Italiani brava gente. Anche quelli che siedono in Corte di Cassazione. Infatti il super boss mafioso Salvatore Riina (nella foto durante l’intervista fatta da Bruno Vespa a suo figlio) potrebbe ottenere dalla Suprema Corte gli arresti domiciliari. Il motivo? Assicurargli il “diritto di morire dignitosamente”, nonostante abbia fatto morire con crudeltà persone in nome del “diritto” di vita e di morte gestito dalla malavita. Questo il senso di ciò che la Cassazione ha affermato dopo aver esaminato il ricorso dell’avvocato di Riina, che chiede per il suo assistito il differimento della pena o, in subordine, la detenzione domiciliare.
La richiesta – si legge nella sentenza numero 27.766, relativa all’udienza del 22 marzo scorso – era stata respinta lo scorso anno dal tribunale di sorveglianza di Bologna, che però, secondo la Cassazione, nel motivare il diniego aveva omesso “di considerare il complessivo stato morboso del detenuto e le sue condizioni generali di scadimento fisico”. Il tribunale bolognese non aveva ritenuto che vi fosse incompatibilità tra l’infermità fisica di Riina e la detenzione in carcere, visto che le sue patologie venivano monitorate e quando necessario si era ricorso al ricovero in ospedale a Parma. Insomma: nonostante fosse malato, il boss poteva rimanere in carcere. Un giudizio contestato, a quanto pare, dai super togati, che sottolineano come il giudice debba verificare e motivare “se lo stato di detenzione carceraria comporti una sofferenza ed un’afflizione di tale intensità” da andare oltre la “legittima esecuzione di una pena”.
Ma non solo. Perché i giudici scrivono anche che – ferma restando “l’altissima pericolosità e l’indiscusso spessore criminale” del boss corleonese – il tribunale di Bologna non ha chiarito “come tale pericolosità possa e debba considerarsi attuale in considerazione della sopravvenuta precarietà delle condizioni di salute e del più generale stato di decadimento fisico“.
Ora spetta a tribunale di sorveglianza di Bologna , sulla base di queste indicazioni, decidere sulla richiesta del difensore del boss, Luca Cianferoni, finora sempre respinta. L’obiettivo dell’avvocato è ottenere gli arresti domiciliari per il capo assoluto di Cosa nostra. L’udienza è fissata per il 7 luglio prossimo.

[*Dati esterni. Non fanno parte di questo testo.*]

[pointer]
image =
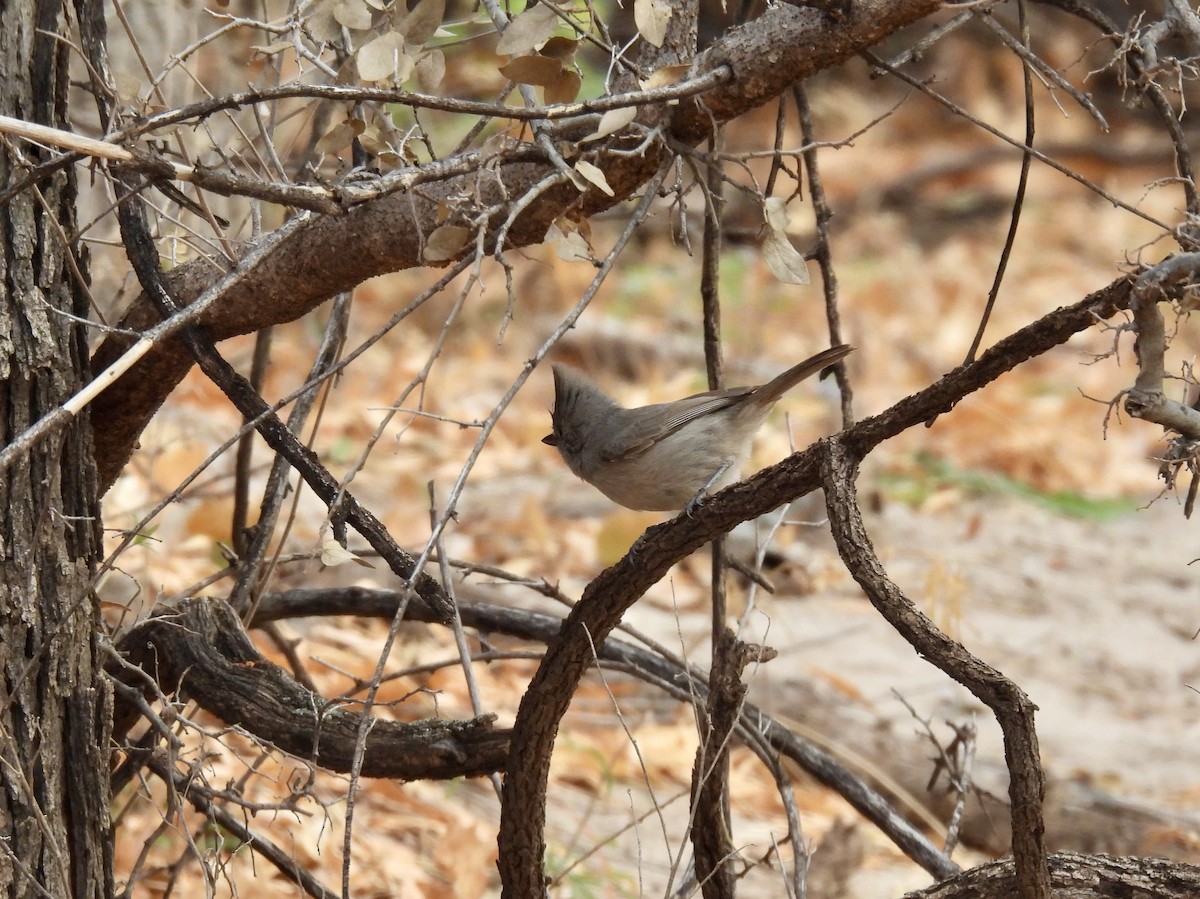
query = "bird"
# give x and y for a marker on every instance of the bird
(666, 456)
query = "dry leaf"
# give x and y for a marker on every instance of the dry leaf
(336, 138)
(423, 22)
(565, 88)
(611, 121)
(333, 553)
(652, 18)
(444, 243)
(321, 23)
(431, 69)
(559, 47)
(533, 70)
(775, 214)
(528, 31)
(384, 59)
(594, 174)
(785, 261)
(354, 15)
(666, 76)
(569, 244)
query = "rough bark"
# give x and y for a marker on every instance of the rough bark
(317, 256)
(54, 706)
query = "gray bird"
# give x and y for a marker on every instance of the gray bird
(666, 456)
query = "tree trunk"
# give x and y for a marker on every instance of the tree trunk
(54, 705)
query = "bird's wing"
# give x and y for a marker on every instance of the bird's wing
(645, 426)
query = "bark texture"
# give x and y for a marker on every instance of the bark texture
(54, 706)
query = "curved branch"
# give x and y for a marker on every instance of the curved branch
(1013, 709)
(613, 591)
(322, 256)
(1084, 876)
(491, 618)
(199, 648)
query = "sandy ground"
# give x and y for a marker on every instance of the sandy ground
(1096, 621)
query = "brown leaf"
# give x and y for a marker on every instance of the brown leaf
(445, 241)
(533, 70)
(612, 121)
(559, 47)
(528, 31)
(384, 59)
(354, 15)
(652, 18)
(564, 89)
(594, 174)
(423, 22)
(666, 76)
(431, 69)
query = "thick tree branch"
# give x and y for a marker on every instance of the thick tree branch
(199, 649)
(612, 592)
(322, 256)
(1008, 702)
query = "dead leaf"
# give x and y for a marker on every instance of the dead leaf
(785, 261)
(594, 174)
(666, 76)
(444, 243)
(652, 18)
(423, 22)
(612, 121)
(533, 70)
(354, 15)
(431, 69)
(528, 31)
(559, 47)
(565, 88)
(384, 59)
(336, 138)
(775, 214)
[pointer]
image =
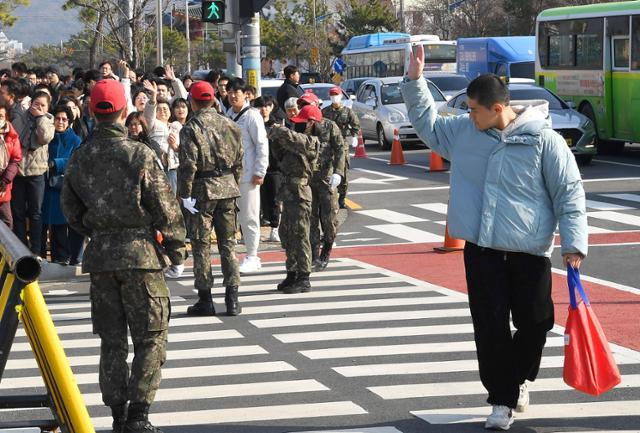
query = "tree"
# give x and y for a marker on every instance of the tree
(358, 17)
(6, 8)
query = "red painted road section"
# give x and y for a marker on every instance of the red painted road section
(617, 310)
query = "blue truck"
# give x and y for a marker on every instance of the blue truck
(510, 56)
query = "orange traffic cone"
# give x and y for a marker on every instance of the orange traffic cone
(436, 163)
(397, 157)
(360, 150)
(450, 244)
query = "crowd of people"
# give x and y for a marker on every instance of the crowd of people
(47, 116)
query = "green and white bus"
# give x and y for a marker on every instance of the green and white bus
(590, 55)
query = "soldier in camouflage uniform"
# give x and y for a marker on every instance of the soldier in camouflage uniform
(296, 153)
(349, 125)
(117, 195)
(324, 181)
(208, 175)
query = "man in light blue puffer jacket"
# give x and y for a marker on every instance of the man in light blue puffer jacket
(513, 181)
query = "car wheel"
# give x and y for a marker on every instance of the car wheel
(605, 147)
(584, 159)
(383, 143)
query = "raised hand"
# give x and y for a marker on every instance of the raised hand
(416, 63)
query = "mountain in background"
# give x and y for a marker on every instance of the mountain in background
(43, 22)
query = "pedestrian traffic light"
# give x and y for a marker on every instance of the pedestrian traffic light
(213, 11)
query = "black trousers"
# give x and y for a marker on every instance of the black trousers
(500, 283)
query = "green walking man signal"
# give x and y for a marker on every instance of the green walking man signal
(213, 11)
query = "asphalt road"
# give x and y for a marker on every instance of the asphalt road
(383, 343)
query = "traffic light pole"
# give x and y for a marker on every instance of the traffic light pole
(251, 52)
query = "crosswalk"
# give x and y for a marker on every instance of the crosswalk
(424, 222)
(335, 360)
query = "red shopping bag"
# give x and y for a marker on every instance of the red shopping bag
(588, 363)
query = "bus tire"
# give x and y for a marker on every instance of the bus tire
(383, 143)
(605, 147)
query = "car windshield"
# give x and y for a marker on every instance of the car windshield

La Cassazione si era comportata diversamente nei confronti di Bernardo Provenzano bocciando per quattro volte le istanze di differimento della pena presentate dall’avvocato Rosalba Di Gregorio. Il boss è poi morto nel luglio del 2016 agli arresti ospedalieri ma in regime di 41 bis.

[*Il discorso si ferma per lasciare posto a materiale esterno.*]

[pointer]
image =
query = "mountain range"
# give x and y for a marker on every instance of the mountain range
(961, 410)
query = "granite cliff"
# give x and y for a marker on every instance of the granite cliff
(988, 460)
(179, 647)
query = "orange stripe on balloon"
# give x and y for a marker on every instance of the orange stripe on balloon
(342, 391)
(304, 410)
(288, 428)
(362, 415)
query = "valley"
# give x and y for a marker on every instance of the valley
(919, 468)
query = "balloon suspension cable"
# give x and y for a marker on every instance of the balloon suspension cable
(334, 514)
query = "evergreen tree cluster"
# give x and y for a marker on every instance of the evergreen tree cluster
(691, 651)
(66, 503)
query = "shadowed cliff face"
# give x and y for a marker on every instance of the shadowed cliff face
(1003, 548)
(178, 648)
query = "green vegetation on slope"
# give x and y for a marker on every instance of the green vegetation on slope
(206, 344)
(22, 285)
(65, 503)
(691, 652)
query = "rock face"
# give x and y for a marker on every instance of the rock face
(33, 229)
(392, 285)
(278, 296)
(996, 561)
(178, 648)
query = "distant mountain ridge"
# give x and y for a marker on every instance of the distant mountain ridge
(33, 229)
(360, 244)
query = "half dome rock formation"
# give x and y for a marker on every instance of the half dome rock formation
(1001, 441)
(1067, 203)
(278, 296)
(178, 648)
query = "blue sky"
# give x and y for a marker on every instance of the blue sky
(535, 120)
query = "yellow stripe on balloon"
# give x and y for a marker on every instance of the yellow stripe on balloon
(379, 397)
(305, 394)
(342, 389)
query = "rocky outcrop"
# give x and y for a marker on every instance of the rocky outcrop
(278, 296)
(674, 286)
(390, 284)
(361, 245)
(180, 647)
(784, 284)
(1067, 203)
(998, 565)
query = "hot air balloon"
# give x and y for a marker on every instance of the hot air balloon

Va ricordato che nel dicembre del 2013 furono registrate conversazioni tra il capo dei capi di Costa nostra e un altro detenuto, Alberto Lorusso, al quale elencò una serie di delitti del passato e avanzava persino minacce per il futuro, come quelle contro il pm Nino Di Matteo: “Lo faccio finire peggio del giudice Falcone”.